La peur du rejet (Première partie)
Bien entendu, lorsque Brenda Maugère, nous fit la proposition de construire des ponts dans ce pays, nous étions intéressés par deux choses qui semblent être sans importance maintenant, de voir le monde et le salaire très élevé. L’idée d’être seul avec elle dans un pays étranger, loin de tout ce qui est familier m’enchanté beaucoup. Ah oui! L’idée de ces longs cheveux noirs, yeux bleus et sa personnalité. Je la connaissais depuis le collège et même qu’elle était convoitée par tous les élèves de la classe d’ingénieur. Je faisais souvent de rêves érotiques, ou je profitais de sa compagnie, elle était très chaude. Pendant quatre semaines, Brenda et moi avons passé nos jours sous le soleil brûlant d’Afrique. Nous passions nos soirées dans les bars. Ma peur du rejet, a fait que nous sommes que des amis. Je ne trouvais aucune ouverture pour changer cela et je pensais à elle en permanence.
Tandis que Brenda roulions vers le site, nous avons parlé. J’ai été stupéfait quand elle m’a demandé pourquoi je n’étais jamais venu à elle et je me voyais en train d’expliquer que je ne pensais pas que j’avais une chance avec elle. «Je voulais que tu me demandes de sortir avec toi à l’époque où nous étions au collège », me dit-elle. Que pouvais-je dire, j’étais évidemment le plus stupide des hommes. Une demi-heure plus tard, nous marchions, sous un soleil d’environ 40 degrés avec nos bouteilles d’eau, de fusils et rien d’autre. La guerre avait cessé et il n’y avait que le silence qui régnait. Tout à coup je l’embrassai d’un baiser timide, doucement sur les lèvres, puis, sans rencontrer de résistance, j’ai glissé ma langue dans sa bouche qui s’ouvrait volontiers et engagé sa langue à la mienne pour une danse. Soudain, la mort, la guerre n’étaient pas si sombres et imminentes, cela semblait quelque peu moins important.
Puis, elle sourit et a dit, «J’avais envie de vous embrasser, depuis le collège ». Nous étions blottis dans les bras de l’un et l’autre au milieu de nulle part. Une demi-heure plus tard, nous étions de retour à la civilisation et nos contrats prenaient fin, nous serions de nouveau à voyager dans différents pays, je n’osais pas espérer. Malheureuse, en arrivant l’aéroport, nous avons su que l’avion avait eu un problème technique et ne pouvait pas décoller ce jour la. Donc, nous sommes repartis en ville, loués une chambre d’hôtel.
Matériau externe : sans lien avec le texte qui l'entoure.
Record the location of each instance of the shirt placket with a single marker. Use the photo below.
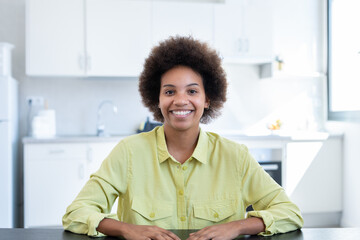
(181, 194)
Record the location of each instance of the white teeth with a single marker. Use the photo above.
(181, 112)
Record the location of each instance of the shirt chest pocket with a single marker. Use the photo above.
(150, 212)
(208, 213)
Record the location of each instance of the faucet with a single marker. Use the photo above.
(100, 126)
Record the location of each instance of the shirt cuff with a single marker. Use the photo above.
(94, 221)
(268, 219)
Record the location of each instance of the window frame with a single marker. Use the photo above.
(351, 116)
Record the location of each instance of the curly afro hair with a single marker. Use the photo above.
(184, 51)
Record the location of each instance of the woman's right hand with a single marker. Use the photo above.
(129, 231)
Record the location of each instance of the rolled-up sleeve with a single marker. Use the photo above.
(95, 200)
(268, 199)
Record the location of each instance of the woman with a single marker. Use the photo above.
(178, 176)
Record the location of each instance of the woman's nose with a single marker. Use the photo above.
(181, 99)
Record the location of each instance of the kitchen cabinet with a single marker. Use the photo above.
(118, 36)
(311, 174)
(87, 37)
(171, 18)
(243, 31)
(54, 173)
(55, 37)
(314, 173)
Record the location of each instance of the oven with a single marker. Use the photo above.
(270, 160)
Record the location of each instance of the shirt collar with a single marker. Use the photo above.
(200, 152)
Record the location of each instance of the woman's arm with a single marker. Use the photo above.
(113, 227)
(231, 230)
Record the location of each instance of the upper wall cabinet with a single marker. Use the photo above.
(113, 37)
(171, 18)
(55, 37)
(118, 36)
(243, 31)
(87, 37)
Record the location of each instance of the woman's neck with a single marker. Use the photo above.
(181, 144)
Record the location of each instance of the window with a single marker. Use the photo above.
(344, 60)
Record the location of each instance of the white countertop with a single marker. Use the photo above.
(235, 135)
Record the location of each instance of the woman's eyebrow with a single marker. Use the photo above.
(168, 85)
(189, 85)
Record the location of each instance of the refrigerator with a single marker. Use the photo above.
(8, 137)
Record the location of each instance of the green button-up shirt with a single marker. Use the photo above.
(215, 185)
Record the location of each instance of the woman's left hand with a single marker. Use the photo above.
(230, 230)
(226, 231)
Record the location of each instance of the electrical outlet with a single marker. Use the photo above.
(35, 100)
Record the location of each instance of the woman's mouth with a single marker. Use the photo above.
(181, 113)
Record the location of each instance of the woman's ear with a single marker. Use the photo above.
(207, 103)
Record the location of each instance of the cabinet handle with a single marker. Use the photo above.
(270, 167)
(88, 62)
(81, 61)
(90, 155)
(239, 45)
(57, 151)
(81, 171)
(246, 45)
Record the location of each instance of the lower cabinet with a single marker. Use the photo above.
(54, 173)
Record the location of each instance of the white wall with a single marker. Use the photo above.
(351, 191)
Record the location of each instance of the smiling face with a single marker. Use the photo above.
(182, 99)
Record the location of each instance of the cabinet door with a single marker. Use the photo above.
(258, 28)
(55, 37)
(172, 18)
(53, 176)
(118, 36)
(97, 152)
(243, 30)
(228, 27)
À la réception, au moment où je faisais les inscriptions, j’avais deux chambres, et Brenda m’a regardé et a dit tranquillement, « Une seule chambre fera l’affaire ».
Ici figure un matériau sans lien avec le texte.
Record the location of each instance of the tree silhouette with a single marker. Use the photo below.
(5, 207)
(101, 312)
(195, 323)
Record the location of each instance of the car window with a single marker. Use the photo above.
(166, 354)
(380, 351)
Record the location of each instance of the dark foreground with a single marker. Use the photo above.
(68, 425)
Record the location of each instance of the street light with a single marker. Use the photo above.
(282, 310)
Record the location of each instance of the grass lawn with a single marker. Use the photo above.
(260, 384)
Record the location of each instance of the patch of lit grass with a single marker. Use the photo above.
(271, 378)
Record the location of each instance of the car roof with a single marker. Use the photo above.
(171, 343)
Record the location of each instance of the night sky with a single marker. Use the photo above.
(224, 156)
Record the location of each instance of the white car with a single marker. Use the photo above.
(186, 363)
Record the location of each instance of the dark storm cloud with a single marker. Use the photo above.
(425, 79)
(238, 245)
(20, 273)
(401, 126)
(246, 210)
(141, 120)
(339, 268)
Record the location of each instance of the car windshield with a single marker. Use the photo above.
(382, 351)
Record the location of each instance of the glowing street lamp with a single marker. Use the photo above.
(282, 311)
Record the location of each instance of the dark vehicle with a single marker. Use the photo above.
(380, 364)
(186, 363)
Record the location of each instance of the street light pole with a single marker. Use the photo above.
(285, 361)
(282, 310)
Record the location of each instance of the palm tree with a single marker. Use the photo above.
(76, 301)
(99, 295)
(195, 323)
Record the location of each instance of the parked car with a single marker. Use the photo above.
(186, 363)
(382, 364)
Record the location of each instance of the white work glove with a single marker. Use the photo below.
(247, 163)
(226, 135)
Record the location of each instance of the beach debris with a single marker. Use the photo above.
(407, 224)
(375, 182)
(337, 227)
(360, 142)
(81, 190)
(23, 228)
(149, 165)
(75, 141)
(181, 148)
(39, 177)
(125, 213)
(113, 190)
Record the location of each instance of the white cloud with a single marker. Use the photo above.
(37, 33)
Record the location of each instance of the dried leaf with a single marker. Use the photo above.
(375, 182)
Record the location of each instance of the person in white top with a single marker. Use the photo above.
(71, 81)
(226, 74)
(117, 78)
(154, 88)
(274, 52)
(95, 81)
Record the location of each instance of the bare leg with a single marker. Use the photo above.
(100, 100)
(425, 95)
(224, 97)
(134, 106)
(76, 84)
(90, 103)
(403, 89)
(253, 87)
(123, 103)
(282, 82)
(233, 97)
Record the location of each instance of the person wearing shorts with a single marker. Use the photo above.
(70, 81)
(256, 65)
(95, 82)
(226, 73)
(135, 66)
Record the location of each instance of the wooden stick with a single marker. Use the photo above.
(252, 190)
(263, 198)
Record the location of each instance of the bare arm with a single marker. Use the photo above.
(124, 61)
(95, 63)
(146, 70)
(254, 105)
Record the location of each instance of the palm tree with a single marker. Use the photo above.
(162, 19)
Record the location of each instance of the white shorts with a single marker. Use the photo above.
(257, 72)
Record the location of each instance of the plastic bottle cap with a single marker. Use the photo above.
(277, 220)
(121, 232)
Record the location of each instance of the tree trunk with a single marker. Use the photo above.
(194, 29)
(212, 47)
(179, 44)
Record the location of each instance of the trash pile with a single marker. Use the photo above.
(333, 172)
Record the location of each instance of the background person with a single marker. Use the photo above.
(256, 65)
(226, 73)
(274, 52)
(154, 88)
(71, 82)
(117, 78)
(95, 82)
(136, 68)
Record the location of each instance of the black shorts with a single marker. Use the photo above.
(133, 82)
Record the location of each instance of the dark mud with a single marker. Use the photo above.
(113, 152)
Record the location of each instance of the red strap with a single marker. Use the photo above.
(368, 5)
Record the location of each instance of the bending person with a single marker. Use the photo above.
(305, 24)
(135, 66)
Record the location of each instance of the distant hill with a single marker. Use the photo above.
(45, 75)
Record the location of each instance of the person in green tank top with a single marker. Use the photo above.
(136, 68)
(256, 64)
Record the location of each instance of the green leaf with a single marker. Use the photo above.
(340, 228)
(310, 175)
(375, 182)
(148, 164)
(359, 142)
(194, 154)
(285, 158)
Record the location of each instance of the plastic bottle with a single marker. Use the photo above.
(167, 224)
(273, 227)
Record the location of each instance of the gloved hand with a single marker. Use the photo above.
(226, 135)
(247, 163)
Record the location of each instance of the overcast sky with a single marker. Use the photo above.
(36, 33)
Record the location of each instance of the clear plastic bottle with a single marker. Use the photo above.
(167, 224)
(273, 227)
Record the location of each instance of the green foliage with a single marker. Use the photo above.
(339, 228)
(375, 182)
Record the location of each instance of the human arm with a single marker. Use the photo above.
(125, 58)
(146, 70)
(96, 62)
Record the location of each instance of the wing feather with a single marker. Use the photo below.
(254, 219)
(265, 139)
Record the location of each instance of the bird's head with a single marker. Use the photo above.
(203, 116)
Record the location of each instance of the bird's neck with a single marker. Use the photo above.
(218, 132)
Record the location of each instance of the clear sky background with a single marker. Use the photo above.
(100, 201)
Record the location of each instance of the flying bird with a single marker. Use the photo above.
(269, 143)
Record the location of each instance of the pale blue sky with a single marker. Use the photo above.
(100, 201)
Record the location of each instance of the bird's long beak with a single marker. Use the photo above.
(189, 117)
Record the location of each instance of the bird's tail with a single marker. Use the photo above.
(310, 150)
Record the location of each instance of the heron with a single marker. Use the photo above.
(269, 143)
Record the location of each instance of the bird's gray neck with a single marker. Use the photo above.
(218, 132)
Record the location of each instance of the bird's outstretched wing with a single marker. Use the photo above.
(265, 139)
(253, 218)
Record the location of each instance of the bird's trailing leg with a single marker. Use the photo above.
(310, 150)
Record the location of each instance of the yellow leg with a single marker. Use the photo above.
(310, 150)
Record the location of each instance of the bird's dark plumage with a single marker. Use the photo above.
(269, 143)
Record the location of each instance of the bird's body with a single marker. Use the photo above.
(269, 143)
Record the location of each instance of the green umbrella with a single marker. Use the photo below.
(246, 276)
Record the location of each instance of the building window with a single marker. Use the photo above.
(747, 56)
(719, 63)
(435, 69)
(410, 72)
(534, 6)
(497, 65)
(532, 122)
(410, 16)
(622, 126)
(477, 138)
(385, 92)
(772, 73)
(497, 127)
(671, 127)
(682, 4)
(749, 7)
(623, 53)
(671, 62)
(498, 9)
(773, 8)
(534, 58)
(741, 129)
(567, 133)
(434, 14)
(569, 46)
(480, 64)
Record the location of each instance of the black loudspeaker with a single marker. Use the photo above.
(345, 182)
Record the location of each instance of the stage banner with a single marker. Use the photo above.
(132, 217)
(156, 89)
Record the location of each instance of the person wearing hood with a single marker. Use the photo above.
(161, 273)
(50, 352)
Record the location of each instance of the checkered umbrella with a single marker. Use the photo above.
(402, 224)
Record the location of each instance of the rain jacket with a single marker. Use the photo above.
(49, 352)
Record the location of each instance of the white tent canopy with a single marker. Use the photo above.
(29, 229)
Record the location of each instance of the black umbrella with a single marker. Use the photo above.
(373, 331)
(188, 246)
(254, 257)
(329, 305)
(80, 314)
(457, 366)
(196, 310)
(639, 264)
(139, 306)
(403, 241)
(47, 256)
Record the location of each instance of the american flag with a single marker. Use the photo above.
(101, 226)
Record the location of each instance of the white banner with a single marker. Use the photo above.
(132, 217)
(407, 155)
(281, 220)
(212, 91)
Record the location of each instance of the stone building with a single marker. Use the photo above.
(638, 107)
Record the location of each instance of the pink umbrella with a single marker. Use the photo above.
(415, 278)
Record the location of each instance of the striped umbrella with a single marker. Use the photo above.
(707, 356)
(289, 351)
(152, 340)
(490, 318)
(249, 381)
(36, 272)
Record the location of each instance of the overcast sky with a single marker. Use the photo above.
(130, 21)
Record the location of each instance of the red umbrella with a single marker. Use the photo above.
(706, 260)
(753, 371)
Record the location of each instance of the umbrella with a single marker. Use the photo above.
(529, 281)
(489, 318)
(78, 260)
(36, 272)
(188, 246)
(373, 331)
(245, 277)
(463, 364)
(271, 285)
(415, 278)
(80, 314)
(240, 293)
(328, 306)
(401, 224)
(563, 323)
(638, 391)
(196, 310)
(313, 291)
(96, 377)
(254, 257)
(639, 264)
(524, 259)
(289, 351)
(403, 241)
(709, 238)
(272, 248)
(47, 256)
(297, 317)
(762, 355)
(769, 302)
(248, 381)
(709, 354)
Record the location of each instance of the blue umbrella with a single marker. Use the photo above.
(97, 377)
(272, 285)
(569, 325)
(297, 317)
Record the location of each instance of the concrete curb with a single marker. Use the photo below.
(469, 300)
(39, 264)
C’est alors que j’ai senti l’excitation dans sa voix J’ai payés pour la chambre, et déménagé nos maigres bagages dans la chambre. Quand je me suis retourné pour faire face à elle, Brenda déplaçait vers moi pour m’embrasser. « Prenez-moi ». Puis, toujours dans l’étreinte je l’ai posé sur le grand lit. «Veux-tu vraiment..? », l’ai-je demandé comme nos regards se sont croisés, je connaissais déjà la réponse. Ma queue était déjà en érection, elle augmentée et diminuée régulièrement. J’ai commencé à enlever ses vêtements, elle était allongé sur le lit, portant que son soutien gorge et sa culotte .Nous nous sommes embrassés et mon excitation avait tendance à diminuer avec mon manque de confiance, je ne voulais pas qu’elle soit déçue de notre première nuit ensemble.
Puis finalement, je commençais à me détendre peu à peu avec ses encouragements. J’ai détaché son soutien-gorge et enlevé sa culotte. C’est seulement la que j’ai réalisé que j’étais contre une femme presque nue, la femme que j’avais attendue toute une vie, celle que je voulais vraiment et mon désir a pris de nouvelles dimensions. Je l’ai tenue, en secouant les frustrations que je ressentais. Elle se rapprochait et m’a pris le visage et a commencé à m’embrasser sur le cou et les oreilles. Je l’ai repoussé afin de la retourner son baiser, mes lèvres ont rencontré les siennes. Contrairement à la dernière fois, c’était purement motivé par le désir d’être ensemble. Mes mains massaient ses seins dans en même temps, j’entendais ses grognements lourds. Elle essayait déboutonner ma chemise et mon jeans, je me suis arrêté et l’aidé à me dévêtir.